The message during worship this morning took note of Hebrews 11, in which Abraham was cited as a champion of faith. “8 By faith Abraham, when called to go to a place he would later receive as his inheritance, obeyed and went, even though he did not know where he was going. 9 By faith he made his home in the promised land like a stranger in a foreign country; he lived in tents, as did Isaac and Jacob, who were heirs with him of the same promise. 10 For he was looking forward to the city with foundations, whose architect and builder is God (NIV).” Abraham had faith, Abraham obeyed, Abraham acted on that faith – but . . . .
Here I deviate from the Pastor’s lesson. Yes, Abraham is the spiritual father of our faith, he is an example in outcome, and in his loyalty in God’s promise. But, he like us, was human.
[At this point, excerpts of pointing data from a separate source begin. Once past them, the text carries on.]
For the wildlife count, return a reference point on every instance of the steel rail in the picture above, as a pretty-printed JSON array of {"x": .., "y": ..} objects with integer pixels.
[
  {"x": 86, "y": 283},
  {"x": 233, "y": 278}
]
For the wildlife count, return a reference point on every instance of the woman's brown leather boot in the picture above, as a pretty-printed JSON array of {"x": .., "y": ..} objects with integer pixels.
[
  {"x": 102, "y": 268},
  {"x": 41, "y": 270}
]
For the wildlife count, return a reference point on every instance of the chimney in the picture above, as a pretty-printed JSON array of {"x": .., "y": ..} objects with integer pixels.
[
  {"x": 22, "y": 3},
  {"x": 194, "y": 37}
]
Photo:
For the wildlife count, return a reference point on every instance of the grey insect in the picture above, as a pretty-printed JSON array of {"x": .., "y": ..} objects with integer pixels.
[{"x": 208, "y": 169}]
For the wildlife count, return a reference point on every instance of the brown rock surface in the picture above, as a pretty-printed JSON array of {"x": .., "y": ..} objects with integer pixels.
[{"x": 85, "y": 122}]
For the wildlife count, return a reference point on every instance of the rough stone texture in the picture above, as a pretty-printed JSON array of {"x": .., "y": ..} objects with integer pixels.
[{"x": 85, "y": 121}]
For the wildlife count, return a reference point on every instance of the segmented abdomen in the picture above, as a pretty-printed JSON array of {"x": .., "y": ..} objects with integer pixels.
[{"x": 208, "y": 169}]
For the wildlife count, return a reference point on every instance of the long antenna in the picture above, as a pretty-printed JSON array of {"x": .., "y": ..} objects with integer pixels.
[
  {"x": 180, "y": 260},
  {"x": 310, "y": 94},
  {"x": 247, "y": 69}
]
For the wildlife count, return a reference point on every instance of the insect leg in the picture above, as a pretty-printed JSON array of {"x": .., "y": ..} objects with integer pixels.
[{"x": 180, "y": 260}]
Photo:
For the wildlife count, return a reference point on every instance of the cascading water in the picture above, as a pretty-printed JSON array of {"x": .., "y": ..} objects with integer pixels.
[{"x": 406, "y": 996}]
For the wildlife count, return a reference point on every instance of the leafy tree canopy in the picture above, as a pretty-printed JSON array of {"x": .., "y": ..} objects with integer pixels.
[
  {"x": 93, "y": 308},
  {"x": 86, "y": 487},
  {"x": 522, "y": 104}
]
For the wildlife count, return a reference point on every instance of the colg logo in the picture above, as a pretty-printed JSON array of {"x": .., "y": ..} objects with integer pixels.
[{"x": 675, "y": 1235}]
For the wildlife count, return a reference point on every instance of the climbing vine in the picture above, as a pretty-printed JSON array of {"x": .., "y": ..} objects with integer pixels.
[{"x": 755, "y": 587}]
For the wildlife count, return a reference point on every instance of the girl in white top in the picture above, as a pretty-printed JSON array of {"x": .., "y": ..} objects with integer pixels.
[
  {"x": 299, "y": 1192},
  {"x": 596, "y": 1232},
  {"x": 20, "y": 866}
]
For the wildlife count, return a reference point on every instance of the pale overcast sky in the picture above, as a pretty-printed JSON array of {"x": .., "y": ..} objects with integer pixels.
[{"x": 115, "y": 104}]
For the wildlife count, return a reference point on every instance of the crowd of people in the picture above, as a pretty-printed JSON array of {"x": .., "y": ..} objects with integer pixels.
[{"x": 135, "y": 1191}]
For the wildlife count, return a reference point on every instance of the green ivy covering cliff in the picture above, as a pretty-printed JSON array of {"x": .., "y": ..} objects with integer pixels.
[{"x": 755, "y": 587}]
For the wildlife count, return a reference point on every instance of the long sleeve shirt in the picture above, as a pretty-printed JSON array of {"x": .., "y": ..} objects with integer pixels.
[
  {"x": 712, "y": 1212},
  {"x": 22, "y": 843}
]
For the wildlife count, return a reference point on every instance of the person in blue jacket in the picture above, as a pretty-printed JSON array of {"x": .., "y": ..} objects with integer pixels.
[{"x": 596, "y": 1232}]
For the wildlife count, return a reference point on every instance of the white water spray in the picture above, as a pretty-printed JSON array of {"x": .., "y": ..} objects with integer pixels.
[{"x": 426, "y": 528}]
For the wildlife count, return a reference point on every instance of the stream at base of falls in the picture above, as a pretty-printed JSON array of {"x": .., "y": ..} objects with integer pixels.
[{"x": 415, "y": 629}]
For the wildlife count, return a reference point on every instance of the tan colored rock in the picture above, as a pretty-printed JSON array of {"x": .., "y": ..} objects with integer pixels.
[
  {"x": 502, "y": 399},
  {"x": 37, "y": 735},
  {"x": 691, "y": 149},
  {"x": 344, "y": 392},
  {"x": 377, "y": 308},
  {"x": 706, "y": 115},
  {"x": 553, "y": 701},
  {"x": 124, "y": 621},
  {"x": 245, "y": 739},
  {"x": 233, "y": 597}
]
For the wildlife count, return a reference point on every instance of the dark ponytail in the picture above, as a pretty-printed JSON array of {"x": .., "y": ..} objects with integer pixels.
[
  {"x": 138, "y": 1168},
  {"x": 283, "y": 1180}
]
He had his flaws, and his faith was developmental. He grew in the Lord. He had his false starts, doubts, and struggles. He is our father in these things too.
When God called the then Abram to leave Harran, he did obey. He trusted in God that he would be given a land, and he went “from [his] country, [his] people and [his] father’s household to the land I will show you (Gen 12:1 NIV).” It is the second part of the promise Abram seemed to have reservations about. Because in verse 2 and following, God tells him He will make him a great nation. He and his offspring will be a blessing to the world.
So what does Abraham do with this promise? He hedges his bets, and takes his heir (his nephew Lot) with him. But this is as man sees, not as God sees. Lot and Abraham soon fall out, and Abraham continues on his journey but questions. “But Abram said, ‘Sovereign Lord, what can you give me since I remain childless and the one who will inherit my estate is Eliezer of Damascus?” And Abram said, “You have given me no children; so a servant in my household will be my heir (Gen 15:2-3 NIV).” Lord – I am childless, Lot has abandoned me, Eliezer is the closest thing I have, so where are the children? God once again promises him a child.
It is Sarah who next hedges the bet. If not Lot or Eliezer, if it is to be your own son – then take my servant Hagar. She will make you a father. Abraham once again follows the human path and concedes. Ishmael is born, but God’s plan and promise is still unfulfilled.
Late in their lives God intervenes, and Sarah conceives Issac: the son of God’s promise. Abraham’s journey was not just one from Harran to Canaan, but from trust in himself and his own plans to those of God. If we are honest with ourselves, are we any different?
Lord, help us to be faithful. Lord aid us in truly trusting you. Your way, not mine, because Lord I am flawed.